We all lined up along the railing, hands in the drops to signal our readiness to race. Rolling out, the pace immediately picked up. if you weren’t aggressive you would find yourself out of the race before it started. I worked my way up to the front group after having to bridge a couple of gaps myself on the first lap. I settled in under the sprinters line, in a group that was three deep. About four riders back, I wasn’t sure I’d be able to contest the sprint, whenever it was. But one by one, riders began pulling off the front, pace line style, until, at the moment we passed the start finish line I found myself on the front as the bell rang. One lap, I was on the front, and struck with absolutely no idea of what to do to win. I thought that I couldn’t ride off front. I’m not that strong. So, in error, I held back, biding my time, hoping someone would come around and I could grab their wheel in the hopes of coming around them in the finale. That person came around, charging, and I couldn’t close the gap to come around, and by turn four, I was out of contention for first. I pushed hard to hold second place. I realize now that the best chance was simply to bury myself for the last lap. I might have been able to hold first. At least it would have been much harder for the next rider to pull through.

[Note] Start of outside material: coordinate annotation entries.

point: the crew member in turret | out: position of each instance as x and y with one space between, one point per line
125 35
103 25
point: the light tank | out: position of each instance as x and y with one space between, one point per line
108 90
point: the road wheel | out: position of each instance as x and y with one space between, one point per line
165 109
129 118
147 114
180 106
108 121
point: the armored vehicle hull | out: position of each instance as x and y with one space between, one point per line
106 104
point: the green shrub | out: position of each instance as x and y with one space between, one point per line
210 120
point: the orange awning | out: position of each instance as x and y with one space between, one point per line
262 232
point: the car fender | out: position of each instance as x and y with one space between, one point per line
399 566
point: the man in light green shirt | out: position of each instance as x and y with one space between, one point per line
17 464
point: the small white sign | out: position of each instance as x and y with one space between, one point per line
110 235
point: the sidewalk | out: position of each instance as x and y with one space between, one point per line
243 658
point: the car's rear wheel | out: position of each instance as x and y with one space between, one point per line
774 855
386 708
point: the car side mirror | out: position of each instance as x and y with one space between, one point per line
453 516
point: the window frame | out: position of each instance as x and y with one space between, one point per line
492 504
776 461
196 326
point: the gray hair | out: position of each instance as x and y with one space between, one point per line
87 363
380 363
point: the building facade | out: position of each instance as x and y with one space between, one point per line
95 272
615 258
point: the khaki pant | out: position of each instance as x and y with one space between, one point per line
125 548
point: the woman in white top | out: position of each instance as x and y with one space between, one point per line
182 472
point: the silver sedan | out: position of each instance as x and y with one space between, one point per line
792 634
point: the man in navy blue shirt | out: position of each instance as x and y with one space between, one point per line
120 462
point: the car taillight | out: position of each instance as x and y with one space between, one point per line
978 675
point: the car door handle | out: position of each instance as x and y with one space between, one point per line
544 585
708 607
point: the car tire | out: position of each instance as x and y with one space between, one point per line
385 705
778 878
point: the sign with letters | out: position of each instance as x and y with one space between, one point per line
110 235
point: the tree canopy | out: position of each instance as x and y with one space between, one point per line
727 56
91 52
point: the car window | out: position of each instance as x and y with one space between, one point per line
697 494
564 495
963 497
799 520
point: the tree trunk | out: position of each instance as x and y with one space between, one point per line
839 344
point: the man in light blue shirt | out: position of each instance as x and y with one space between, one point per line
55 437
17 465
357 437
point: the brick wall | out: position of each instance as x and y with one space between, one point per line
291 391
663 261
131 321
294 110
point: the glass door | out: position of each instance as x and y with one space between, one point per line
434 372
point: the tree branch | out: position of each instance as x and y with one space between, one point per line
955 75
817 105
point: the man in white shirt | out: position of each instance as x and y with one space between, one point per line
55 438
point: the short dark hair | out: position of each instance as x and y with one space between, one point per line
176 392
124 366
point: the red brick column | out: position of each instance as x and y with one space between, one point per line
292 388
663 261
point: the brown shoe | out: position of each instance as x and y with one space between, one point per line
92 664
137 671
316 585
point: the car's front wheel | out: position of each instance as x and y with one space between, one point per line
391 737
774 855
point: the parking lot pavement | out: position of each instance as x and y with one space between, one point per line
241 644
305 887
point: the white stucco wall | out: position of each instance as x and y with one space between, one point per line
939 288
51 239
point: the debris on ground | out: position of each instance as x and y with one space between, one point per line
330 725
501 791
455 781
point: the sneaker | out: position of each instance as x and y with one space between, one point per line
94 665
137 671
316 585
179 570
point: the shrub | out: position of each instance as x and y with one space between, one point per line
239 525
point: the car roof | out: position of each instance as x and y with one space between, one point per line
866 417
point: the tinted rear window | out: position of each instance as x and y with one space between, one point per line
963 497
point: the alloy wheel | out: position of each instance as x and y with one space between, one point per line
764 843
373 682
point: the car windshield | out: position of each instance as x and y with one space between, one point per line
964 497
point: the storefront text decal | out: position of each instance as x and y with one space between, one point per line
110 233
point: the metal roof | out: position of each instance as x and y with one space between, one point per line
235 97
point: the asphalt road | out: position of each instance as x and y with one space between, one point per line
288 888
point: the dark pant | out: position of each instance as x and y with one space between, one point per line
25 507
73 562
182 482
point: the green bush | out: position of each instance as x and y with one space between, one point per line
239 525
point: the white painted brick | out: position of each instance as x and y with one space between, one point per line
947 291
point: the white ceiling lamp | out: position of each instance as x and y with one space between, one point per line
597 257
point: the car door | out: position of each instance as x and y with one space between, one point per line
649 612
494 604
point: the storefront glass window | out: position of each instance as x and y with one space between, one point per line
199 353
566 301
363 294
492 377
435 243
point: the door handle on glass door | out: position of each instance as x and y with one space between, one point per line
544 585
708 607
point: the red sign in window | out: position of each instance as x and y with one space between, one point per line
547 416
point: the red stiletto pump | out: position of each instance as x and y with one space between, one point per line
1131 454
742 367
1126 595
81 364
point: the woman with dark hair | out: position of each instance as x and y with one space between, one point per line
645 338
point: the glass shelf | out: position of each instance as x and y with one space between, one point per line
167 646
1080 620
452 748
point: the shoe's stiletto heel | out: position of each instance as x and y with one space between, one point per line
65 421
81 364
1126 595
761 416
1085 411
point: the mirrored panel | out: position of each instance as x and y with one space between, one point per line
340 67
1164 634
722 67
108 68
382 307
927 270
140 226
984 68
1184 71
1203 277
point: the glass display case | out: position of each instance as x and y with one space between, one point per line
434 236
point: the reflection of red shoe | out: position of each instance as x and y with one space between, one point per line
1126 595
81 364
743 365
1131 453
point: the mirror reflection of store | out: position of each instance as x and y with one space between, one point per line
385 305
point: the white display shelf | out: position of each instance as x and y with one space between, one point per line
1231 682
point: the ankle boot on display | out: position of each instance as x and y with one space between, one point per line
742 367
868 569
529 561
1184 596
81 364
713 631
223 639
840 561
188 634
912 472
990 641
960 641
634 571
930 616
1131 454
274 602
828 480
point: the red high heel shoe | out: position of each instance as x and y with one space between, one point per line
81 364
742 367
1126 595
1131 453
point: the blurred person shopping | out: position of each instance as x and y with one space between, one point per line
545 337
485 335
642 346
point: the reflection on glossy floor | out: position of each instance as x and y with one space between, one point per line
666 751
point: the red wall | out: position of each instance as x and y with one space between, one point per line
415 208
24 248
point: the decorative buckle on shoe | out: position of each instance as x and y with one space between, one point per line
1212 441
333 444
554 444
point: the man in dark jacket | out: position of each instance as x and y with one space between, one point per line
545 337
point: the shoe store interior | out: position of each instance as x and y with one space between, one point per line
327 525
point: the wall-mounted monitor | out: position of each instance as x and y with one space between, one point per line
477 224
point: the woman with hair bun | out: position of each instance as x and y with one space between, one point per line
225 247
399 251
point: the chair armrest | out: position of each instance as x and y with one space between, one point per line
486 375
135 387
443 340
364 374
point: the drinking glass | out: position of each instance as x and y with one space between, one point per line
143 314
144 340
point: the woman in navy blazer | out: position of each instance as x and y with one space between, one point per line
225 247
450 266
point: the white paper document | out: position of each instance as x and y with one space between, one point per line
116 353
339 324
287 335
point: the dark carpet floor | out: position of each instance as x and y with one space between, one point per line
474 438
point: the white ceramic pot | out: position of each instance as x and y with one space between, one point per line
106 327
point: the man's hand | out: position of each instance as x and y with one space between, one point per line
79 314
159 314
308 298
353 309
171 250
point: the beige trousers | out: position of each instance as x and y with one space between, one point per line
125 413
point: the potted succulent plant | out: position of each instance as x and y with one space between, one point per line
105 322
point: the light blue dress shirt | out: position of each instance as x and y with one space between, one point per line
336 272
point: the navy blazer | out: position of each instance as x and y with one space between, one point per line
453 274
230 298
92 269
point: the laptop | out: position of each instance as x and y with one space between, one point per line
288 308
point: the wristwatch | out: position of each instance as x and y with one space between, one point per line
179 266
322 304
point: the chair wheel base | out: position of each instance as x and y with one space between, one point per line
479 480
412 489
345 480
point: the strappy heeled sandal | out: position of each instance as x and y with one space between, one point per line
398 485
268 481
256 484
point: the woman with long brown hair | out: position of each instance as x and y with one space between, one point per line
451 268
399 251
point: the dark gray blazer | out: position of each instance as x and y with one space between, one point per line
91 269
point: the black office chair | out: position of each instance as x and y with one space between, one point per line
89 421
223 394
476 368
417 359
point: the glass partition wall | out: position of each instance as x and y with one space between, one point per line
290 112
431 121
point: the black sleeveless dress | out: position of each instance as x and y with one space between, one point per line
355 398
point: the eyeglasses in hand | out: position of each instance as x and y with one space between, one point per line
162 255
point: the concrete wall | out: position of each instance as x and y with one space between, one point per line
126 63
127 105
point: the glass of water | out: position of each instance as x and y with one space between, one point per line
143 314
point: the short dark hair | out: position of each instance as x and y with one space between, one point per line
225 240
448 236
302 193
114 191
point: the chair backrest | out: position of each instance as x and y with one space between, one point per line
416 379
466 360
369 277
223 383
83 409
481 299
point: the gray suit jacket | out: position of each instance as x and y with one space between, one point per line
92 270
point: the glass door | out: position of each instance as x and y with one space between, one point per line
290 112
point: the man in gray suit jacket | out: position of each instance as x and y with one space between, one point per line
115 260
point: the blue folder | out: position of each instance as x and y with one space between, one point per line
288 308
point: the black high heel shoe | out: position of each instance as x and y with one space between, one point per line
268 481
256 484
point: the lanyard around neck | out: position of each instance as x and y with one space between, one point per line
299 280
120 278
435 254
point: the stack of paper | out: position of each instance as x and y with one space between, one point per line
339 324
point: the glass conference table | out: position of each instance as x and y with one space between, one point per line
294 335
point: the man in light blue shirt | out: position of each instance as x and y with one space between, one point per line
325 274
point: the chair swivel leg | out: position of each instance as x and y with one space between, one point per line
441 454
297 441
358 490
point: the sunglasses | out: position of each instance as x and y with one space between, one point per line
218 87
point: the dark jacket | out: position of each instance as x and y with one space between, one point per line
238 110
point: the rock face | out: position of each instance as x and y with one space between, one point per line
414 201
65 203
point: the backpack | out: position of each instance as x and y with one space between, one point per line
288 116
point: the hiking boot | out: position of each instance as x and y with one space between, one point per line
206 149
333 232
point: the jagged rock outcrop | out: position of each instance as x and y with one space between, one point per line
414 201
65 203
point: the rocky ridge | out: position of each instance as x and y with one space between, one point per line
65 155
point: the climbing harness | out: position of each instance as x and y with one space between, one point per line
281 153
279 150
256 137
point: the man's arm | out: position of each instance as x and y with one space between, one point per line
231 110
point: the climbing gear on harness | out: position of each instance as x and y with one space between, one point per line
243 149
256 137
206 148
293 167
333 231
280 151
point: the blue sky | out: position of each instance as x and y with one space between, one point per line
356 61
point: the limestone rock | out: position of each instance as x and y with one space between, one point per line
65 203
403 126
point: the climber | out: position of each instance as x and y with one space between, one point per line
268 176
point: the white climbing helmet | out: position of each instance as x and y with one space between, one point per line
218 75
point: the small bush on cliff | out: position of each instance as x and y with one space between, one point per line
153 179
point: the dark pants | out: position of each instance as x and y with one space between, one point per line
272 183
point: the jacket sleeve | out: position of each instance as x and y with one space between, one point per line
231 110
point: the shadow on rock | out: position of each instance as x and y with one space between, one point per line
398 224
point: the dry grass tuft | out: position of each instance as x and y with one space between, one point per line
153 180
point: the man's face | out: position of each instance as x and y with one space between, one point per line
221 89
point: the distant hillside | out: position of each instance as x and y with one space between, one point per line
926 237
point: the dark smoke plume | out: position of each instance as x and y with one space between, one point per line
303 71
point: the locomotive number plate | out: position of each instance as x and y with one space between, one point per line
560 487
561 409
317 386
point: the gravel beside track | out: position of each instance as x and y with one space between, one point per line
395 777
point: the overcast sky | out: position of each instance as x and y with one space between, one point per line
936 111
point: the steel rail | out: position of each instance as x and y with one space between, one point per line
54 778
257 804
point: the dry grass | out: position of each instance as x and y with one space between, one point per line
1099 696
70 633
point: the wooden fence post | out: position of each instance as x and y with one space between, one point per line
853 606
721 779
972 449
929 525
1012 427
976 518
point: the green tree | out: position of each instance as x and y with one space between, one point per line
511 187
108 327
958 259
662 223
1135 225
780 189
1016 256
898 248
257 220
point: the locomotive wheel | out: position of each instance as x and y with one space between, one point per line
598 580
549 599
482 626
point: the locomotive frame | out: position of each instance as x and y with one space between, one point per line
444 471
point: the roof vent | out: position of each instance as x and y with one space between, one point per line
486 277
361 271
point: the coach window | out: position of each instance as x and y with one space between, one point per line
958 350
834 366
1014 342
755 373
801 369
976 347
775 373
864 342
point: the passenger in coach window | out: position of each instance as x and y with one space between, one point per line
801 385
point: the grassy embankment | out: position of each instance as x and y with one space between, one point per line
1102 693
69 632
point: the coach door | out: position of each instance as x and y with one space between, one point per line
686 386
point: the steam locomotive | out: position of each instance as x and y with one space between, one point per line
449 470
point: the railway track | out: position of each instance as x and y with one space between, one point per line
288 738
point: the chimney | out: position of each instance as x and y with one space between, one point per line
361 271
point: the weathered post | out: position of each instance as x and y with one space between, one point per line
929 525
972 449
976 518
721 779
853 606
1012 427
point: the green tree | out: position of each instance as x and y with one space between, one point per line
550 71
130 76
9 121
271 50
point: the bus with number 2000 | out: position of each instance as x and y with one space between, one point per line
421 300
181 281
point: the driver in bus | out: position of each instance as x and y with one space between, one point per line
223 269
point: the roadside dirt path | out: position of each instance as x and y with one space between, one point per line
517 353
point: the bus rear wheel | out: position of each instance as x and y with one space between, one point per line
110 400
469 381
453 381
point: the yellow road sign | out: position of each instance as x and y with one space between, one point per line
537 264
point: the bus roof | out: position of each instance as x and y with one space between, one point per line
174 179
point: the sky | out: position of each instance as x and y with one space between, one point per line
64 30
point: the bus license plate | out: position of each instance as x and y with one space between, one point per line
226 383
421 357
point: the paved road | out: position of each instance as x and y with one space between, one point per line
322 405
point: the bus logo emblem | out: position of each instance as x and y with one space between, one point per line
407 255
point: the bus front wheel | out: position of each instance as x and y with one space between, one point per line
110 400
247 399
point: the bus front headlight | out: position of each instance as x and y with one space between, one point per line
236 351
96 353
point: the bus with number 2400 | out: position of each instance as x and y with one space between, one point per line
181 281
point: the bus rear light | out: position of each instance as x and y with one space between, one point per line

(Credit: Jose Brujo Sandoval)


Race two was the points race. Nine laps, a point per lap. The pace was crazy from the get go, riders where off the pace immediately. If you weren’t careful you got bunched up behind riders too slow to keep up and you would be out of the race. I had to bridge several small gaps, essentially attacking hard to cover each open door. After three laps I had nothing to show for my effort. Points had gone to other riders. I had spent so much time trying to get toward the front that I had no idea who had actually gotten the points. In turn three I found the wheel of a U of O rider who was strong enough to pull us away from the front of the group after the early point getters flared out. I held his wheel until turn four and came around him for my first point. I eased up and let him pass. Remarkably, he pulled through, still at a high pace. By turn two I was behind him again. And as in the last lap, I let him pull me through turn four, at which point I pulled past him to take my second point. Once again, I pulled up the banks and opened the door for him. Remarkably, he pulled through again, at the same high pace. I dropped in behind and he took me through turn four AGAIN! I ate his lunch one more time for my third point. And then the bell rang- one to go. Just then an Ironclad rider, who must had bridged, pulled past on the right for the lead. With three points I was pretty sure I had it in the bag. I fought for the final point, but ultimately let him ride away with it. It didn’t matter, I’d won the points race.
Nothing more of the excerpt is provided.